Medical systems provider HealthLink is laying a complaint with the Commerce Commission claiming a rival is refusing to allow the free exchange of New Zealanders’ medical files unless demands of a fee increase of between 180% and 450% are met.
HealthLink says in a statement that ASX-listed Medtech Global (formerly Australian Healthcare Technology), an electronic medical record vendor which provides software to nearly 90% of New Zealand’s 1,200 general practices, has told it that if the higher fees are not paid it will alter licensing agreements to block access to Medtech’s systems — freezing New Zealanders’ private medical information.
However, Medtech chairman Vino Ramayah says there are commercial reasons behind HealthLink's complaint as the two companies are involved in a competitive tender bid. Ramayah says Healthlink is not motivated by public interest in taking the issue to the media.
"This has nothing to do with the day-to-day sending of messages between practices," Ramayah says.
Medtech says day-to-day messaging is continuing as usual and the pricing dispute relates purely to a tender bid now underway in Auckland.
Ramayah says if the Commerce Commission decides to investigate, his company is glad to cooperate. He says HealthLink and Medtech had a commercial agreement, but then HealthLink wanted exclusive use if its solution. Medtech was not prepared to go along with such messaging restrictions, he says.
HealthLink's CEO Tom Bowden, in turn, disputes that claim.
"We never, ever said that or hinted at that," he says. "We are completely against exclusive solutions of any kind."
He backed this with an email to Ramayah dated March 20 that he says proves his point:
"We have no problem with Medtech joining other consortia, however, we would ask that personnel with a key involvement in competing solutions not be directly involved on our project," the email says.
In a subsequent statement, Medtech elaborated, saying HealthLink asked Medtech to join it in a bid for an open tender. Ramayah says that joint bid would have seen HealthLink’s messaging system used should the the contract have been won.
Medtech told HealthLink it is unable to support the proposed HealthLink centralised architecture that restricts choice in terms of messaging carrier for its customers, Ramayah says.
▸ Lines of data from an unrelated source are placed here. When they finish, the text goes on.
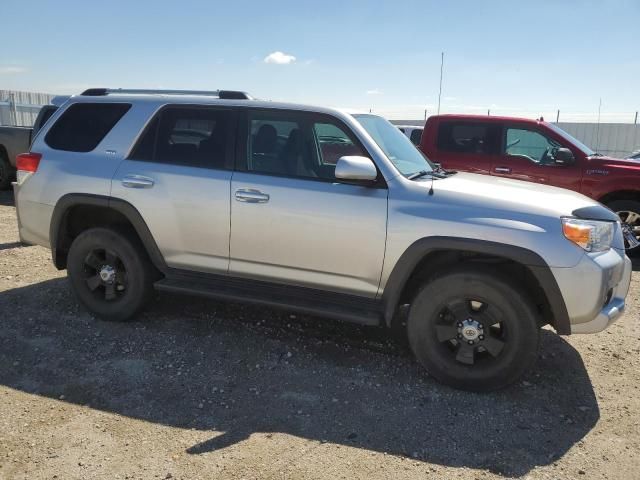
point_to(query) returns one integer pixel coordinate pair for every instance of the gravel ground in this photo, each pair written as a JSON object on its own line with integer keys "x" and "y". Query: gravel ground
{"x": 203, "y": 389}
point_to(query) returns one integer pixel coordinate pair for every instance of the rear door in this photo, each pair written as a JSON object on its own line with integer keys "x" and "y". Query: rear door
{"x": 291, "y": 221}
{"x": 178, "y": 177}
{"x": 469, "y": 146}
{"x": 528, "y": 154}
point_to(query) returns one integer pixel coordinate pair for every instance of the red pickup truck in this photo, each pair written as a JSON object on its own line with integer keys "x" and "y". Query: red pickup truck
{"x": 536, "y": 151}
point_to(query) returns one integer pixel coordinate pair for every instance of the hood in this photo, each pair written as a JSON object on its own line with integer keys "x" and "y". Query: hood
{"x": 519, "y": 197}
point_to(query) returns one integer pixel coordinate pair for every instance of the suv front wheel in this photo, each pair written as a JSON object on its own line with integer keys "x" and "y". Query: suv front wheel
{"x": 110, "y": 273}
{"x": 472, "y": 330}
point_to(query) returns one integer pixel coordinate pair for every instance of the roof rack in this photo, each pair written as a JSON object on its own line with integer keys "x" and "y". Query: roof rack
{"x": 222, "y": 94}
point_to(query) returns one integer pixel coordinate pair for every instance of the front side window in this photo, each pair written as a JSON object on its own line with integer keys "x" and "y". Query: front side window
{"x": 394, "y": 144}
{"x": 468, "y": 137}
{"x": 191, "y": 136}
{"x": 530, "y": 144}
{"x": 82, "y": 126}
{"x": 333, "y": 143}
{"x": 296, "y": 144}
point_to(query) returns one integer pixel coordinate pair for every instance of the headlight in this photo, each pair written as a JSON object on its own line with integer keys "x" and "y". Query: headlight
{"x": 592, "y": 235}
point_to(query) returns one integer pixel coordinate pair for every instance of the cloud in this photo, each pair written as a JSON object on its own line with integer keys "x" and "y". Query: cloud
{"x": 12, "y": 70}
{"x": 279, "y": 58}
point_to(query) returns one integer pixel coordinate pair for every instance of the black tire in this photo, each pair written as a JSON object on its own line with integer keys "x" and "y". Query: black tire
{"x": 6, "y": 172}
{"x": 471, "y": 300}
{"x": 131, "y": 285}
{"x": 623, "y": 208}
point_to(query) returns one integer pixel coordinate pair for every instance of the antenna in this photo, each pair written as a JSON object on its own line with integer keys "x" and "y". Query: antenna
{"x": 598, "y": 127}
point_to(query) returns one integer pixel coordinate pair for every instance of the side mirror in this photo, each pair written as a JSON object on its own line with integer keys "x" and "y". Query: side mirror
{"x": 356, "y": 169}
{"x": 564, "y": 156}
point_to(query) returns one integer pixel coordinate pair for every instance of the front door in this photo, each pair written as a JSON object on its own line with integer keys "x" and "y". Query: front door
{"x": 178, "y": 178}
{"x": 291, "y": 221}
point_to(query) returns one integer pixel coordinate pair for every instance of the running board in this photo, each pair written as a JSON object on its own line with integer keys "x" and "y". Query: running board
{"x": 348, "y": 308}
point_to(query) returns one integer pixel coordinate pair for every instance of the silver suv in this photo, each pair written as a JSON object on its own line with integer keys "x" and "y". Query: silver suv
{"x": 317, "y": 210}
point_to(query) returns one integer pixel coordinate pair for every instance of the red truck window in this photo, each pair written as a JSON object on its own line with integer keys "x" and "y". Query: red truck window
{"x": 466, "y": 137}
{"x": 529, "y": 144}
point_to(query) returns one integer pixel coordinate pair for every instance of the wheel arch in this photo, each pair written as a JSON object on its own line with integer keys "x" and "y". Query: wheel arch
{"x": 432, "y": 255}
{"x": 76, "y": 212}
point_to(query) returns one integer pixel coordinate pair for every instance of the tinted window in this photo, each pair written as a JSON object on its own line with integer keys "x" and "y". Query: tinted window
{"x": 530, "y": 144}
{"x": 294, "y": 144}
{"x": 193, "y": 136}
{"x": 416, "y": 135}
{"x": 463, "y": 137}
{"x": 82, "y": 126}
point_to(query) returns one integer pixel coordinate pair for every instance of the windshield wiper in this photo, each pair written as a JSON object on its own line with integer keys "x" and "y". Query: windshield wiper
{"x": 421, "y": 173}
{"x": 433, "y": 173}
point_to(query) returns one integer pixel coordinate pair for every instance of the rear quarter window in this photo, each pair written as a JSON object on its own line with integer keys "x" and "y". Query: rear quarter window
{"x": 468, "y": 137}
{"x": 82, "y": 126}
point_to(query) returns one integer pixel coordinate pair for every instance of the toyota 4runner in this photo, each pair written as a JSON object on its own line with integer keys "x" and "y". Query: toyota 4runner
{"x": 316, "y": 210}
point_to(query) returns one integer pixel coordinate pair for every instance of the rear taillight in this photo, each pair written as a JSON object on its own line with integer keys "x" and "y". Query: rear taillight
{"x": 28, "y": 162}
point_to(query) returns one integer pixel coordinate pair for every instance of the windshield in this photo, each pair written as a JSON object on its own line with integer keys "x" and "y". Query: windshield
{"x": 571, "y": 139}
{"x": 395, "y": 145}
Medtech Global’s systems are used to hold patient notes, including the results of laboratory tests, specialist visits and hospital encounters, all of which are transferred electronically through the HealthLink system.
HealthLink is the electronic communications service that moves patient information around the health system, and is the predominant means by which information is exchanged between GPs and other healthcare providers.
Computerworld is expecting a further statement from Medtech this afternoon.